Mine has the exact same thing. I haven't bothered to try and figure it out yet.


----------



## KyleB (Mar 12, 2017)

https://www.cruzetalk.com/forum/418...-exhaust-leak-waste-gate-first-trip-shop.html


----------



## sleepyzzz (Nov 2, 2018)

i am seeing it on mine also


----------



## jblackburn (Apr 14, 2012)

Looks like a small exhaust leak. A couple diesels have had the clamp at the turbo come loose a bit.


----------



## sleepyzzz (Nov 2, 2018)

i took mine in for my first service and pointed out to the service writer all the tiny black dots down at the waste gate, and the small drop of oil coming from the turbo shaft. He allowed that their mechanic would look at it. 
when i returned to pick up my Cruze, they had found a service bulletin stating NOT to replace the turbo, and this was normal. I told him a engine with barely over 5,000 miles dripping oil around the turbo shaft was NOT normal and asked how bad was it going to be when it had 50,000 or more miles on it next year? He said that he wouldn't like it either but there was nothing they could do. With GM dropping the Cruze i doubt they are going to spend time and money trying to fix this engine unless they plan on using it in other vehicles. Maybe one day a service bulletin will be issued with a recall to fix it. IN the meantime check your oil level every time you fill up!


----------



## MRO1791 (Sep 2, 2016)

sleepyzzz said:


> i took mine in for my first service and pointed out to the service writer all the tiny black dots down at the waste gate, and the small drop of oil coming from the turbo shaft. He allowed that their mechanic would look at it.
> when i returned to pick up my Cruze, they had found a service bulletin stating NOT to replace the turbo, and this was normal. I told him a engine with barely over 5,000 miles dripping oil around the turbo shaft was NOT normal and asked how bad was it going to be when it had 50,000 or more miles on it next year? He said that he wouldn't like it either but there was nothing they could do. With GM dropping the Cruze i doubt they are going to spend time and money trying to fix this engine unless they plan on using it in other vehicles. Maybe one day a service bulletin will be issued with a recall to fix it. IN the meantime check your oil level every time you fill up!

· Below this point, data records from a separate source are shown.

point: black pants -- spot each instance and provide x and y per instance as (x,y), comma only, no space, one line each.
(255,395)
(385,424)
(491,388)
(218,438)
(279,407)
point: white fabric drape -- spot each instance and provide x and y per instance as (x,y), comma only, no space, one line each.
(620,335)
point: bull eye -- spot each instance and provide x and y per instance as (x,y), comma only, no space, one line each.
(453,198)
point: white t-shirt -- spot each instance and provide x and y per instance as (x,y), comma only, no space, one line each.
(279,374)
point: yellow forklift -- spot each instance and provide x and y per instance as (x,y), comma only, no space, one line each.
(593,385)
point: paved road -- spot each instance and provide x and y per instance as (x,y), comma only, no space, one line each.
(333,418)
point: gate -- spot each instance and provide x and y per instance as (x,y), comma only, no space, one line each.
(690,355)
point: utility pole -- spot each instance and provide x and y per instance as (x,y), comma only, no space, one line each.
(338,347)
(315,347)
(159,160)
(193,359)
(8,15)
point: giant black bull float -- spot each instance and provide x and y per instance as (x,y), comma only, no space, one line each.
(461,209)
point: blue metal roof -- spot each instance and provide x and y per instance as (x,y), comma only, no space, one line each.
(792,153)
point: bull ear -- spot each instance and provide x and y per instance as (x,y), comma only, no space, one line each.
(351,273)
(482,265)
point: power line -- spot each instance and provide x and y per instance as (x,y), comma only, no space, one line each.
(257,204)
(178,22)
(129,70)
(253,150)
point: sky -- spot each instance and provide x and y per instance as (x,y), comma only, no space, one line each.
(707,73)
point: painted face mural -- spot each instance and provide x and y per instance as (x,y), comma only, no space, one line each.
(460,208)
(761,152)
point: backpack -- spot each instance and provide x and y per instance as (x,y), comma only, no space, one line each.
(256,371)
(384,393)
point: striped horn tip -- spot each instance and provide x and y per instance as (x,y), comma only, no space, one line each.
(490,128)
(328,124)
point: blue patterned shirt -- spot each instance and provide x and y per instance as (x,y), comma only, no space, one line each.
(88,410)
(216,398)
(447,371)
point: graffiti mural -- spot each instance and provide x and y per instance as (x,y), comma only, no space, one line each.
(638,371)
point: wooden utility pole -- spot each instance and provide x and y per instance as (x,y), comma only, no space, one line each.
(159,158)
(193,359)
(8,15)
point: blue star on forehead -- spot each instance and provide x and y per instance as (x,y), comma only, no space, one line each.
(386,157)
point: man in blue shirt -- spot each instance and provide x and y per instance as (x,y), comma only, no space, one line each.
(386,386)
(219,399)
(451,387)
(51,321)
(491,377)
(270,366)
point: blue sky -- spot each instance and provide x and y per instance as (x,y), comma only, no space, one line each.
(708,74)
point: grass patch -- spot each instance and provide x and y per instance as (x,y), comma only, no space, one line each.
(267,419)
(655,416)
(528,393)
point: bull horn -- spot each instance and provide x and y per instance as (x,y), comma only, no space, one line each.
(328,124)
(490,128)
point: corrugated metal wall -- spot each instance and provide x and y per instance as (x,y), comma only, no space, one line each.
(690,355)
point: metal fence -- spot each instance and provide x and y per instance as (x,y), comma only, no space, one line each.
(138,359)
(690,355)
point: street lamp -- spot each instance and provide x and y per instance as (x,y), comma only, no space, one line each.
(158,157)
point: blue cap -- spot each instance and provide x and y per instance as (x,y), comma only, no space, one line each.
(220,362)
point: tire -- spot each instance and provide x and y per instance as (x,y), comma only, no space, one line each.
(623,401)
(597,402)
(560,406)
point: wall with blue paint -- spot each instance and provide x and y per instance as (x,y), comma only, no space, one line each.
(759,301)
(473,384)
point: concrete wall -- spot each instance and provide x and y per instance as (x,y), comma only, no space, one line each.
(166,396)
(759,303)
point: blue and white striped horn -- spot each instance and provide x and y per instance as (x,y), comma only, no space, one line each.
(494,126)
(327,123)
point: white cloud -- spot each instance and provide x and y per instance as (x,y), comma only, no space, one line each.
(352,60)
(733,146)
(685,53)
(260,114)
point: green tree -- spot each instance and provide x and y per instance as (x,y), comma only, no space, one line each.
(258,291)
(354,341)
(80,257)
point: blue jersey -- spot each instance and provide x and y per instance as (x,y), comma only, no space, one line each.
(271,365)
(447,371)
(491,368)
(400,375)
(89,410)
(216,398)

The black spots don't seem to be a big problem, however the oil is a completely different issue. The place that leaks exhaust does not appear to have any oil... Now if you are getting oil in your induction that could be dangerous indeed. 

As to end of Cruze, yes that is a concern... However this engine lives on in the Equinox.. so any engine issue should be one that affects the diesel equinox as well, which doesn't appear to be ending production at this point. 

Sent from my Moto G (5) Plus using Tapatalk


----------



## quailallstar (Feb 16, 2018)

I'm at 26,000 miles and have had this ongoing issue as long as I could remember. Looks like its spraying out from the westgate to me. It's all over the undergood area as well on mine. I just wipe it away everytime I wash the car.






























Sent from my SM-G965U using Tapatalk


----------



## firehawk618 (Feb 24, 2013)

It's not a big deal.

Here's a TSB regarding it.


----------



## quailallstar (Feb 16, 2018)

firehawk618 said:


> It's not a big deal.
> 
> Here's a TSB regarding it.


Care to save as a pdf and attach?

Sent from my SM-G965U using Tapatalk


----------



## firehawk618 (Feb 24, 2013)

Yup, already tried that. Due to this forum's crappy pdf size limitations I was unable to do that.





quailallstar said:


> Care to save as a pdf and attach?
> 
> Sent from my SM-G965U using Tapatalk


----------



## TonyC (Jan 16, 2019)

Don't know what the laws state in America. In Canada, Ontario's MTO's laws does not allow any leaks to escape from the turbo and the car or truck would have its plates removed and pulled off the road till fixed if caught in a surprise inspection which our MTO and OPP love doing, so GM has no ground to stand on saying this is acceptable


----------



## Blasirl (Mar 31, 2015)

firehawk618 said:


> Yup, already tried that. Due to this forum's crappy pdf size limitations I was unable to do that.


Bring it up full screen, hit CTRL PRTSCN and paste into paint. Crop all the excess off and insert it as a picture.


----------



## firehawk618 (Feb 24, 2013)

Blasirl said:


> Bring it up full screen, hit CTRL PRTSCN and paste into paint. Crop all the excess off and insert it as a picture.



Why? Are people having trouble seeing what I've posted?


----------



## Blasirl (Mar 31, 2015)

firehawk618 said:


> Why? Are people having trouble seeing what I've posted?


Well, since you have asked, I am. With the site being so pokey lately, an attached file is much harder to look at full size. 

The reason I suggested the paint thing though is because you yourself were complaining about being able to post it. 

This is what I See:








This is what it could be like.


----------



## Binder_Brandon (Jan 20, 2019)

14000km in my 2018 RS TD... same issues! Taking it to the dealer on Wednesday... 











Sent from my iPhone using Tapatalk


----------